(2013)Quantitative analysis of time-series microarray data, with application to investigating responses to environmental stresses in arabidopsis. PhD thesis, University of Warwick.
Upon completion of formal course requirements, each student will be required to take a written and oral Qualifying Examination that will admit the student to the candidacy of the Ph.D.
microarray image processing+phd thesis ..
High-throughput technologies have made it possible to perform genome-scale analyses to
investigate a variety of research areas. From these analyses, vast amounts of potentially
noisy data is generated which could obscure the underlying signal.
In this thesis, a high-throughput regression analysis approach was developed, where a
variety of linear and nonlinear models were fitted to gene expression profiles from time
course experiments. These models included the logistic, Gompertz, exponential, critical
exponential, linear+exponential, Gaussian, and hyperbolic functions. The fitted parameters
from these models reflect aspects of the model shape, and are thus biologically
interpretable. Investigating the fitted parameters allowed for the interpretation of the
gene expression profiles in terms of the underlying biology, such as the time of initial
expression. This provides a potentially more mechanistic approach to study the genetic
responses to stimuli. This analysis was applied to three time series gene expression
experiments - a Saccharomyces cerevisiae time course as a validation of the method,
and two time course experiments on Arabidopsis thaliana investigating stress responses
to the senescence process, and pathogen infection by Botrytis cinerea.
A cluster analysis, named ShapeCluster, was developed as an application of the fitted
models. Using this analysis, it was possible to cluster on aspects of the shape of the
expression profiles using different combinations of parameters. This added flexibility to
the analysis and allowed for the investigation of the data in multiple ways. Specifically,
performing the cluster analysis on a specific parameter permitted the identification of
genes that are co-regulated, or participate in response to the biological stress in question.
Several methods of producing clusters with combinations of parameters, namely simultaneous
parameter clustering, sequential meta-clustering, and cross meta-clustering,
provided additional means of interrogating the data. Clusters from these methods were
assessed for significance through the use of over-represented annotation terms and motifs,
and found to produce biologically relevant sets of genes.
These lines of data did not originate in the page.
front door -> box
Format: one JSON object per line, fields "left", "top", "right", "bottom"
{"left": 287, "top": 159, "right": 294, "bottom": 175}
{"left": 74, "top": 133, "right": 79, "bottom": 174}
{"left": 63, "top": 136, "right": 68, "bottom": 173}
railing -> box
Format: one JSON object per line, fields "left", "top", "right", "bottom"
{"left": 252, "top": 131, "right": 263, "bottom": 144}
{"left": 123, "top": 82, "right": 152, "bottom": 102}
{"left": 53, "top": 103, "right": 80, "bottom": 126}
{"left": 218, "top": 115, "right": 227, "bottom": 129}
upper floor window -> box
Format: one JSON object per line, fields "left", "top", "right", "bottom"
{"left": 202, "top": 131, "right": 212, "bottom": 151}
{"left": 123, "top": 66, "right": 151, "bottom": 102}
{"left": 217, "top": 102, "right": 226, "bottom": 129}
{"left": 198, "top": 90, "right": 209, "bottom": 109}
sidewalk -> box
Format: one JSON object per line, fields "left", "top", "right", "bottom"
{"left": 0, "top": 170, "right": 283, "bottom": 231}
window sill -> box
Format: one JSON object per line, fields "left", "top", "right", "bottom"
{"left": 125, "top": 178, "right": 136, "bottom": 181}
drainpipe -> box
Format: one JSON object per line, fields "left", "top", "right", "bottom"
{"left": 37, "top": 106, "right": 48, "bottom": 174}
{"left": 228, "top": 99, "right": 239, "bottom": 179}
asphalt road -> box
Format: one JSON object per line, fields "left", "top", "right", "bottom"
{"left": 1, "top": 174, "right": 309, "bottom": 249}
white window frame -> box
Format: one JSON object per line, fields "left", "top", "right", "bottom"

Experiments using quantitative-PCR and luciferase transcriptional reporters were designed
to determine the response to a combined Botrytis and senescence stress. A predicted
model was identified by fitting a factor model to the experimental data, and
identifying the most significant model effects. This model removed noise from the biological
data, and confirmed that the effects of the two stresses was additive.
In cross-sectional data, each sample is obtained from separate individuals (plants),
and thus may be different biological ages. An iterative, cross-validation multivariate
regression approach was developed, termed time shifting, to estimate the true biological
age of the replicate samples, and it was shown that the approach resulted in better
model fits for a large proportion of the genes.
In this thesis, a number of novel analytical approaches for obtaining information
from gene expression microarray datasets were developed. These analyses provided biologically
oriented descriptions of individual gene expression profiles, allowing for the
modelling and greater interpretation of profiles obtained from time-series experiments.
Through careful choice of appropriate models, such statistical regression approaches
allow for an improved comparison of gene expression profiles, and may provide an improved
understanding of common regulatory mechanisms between genes.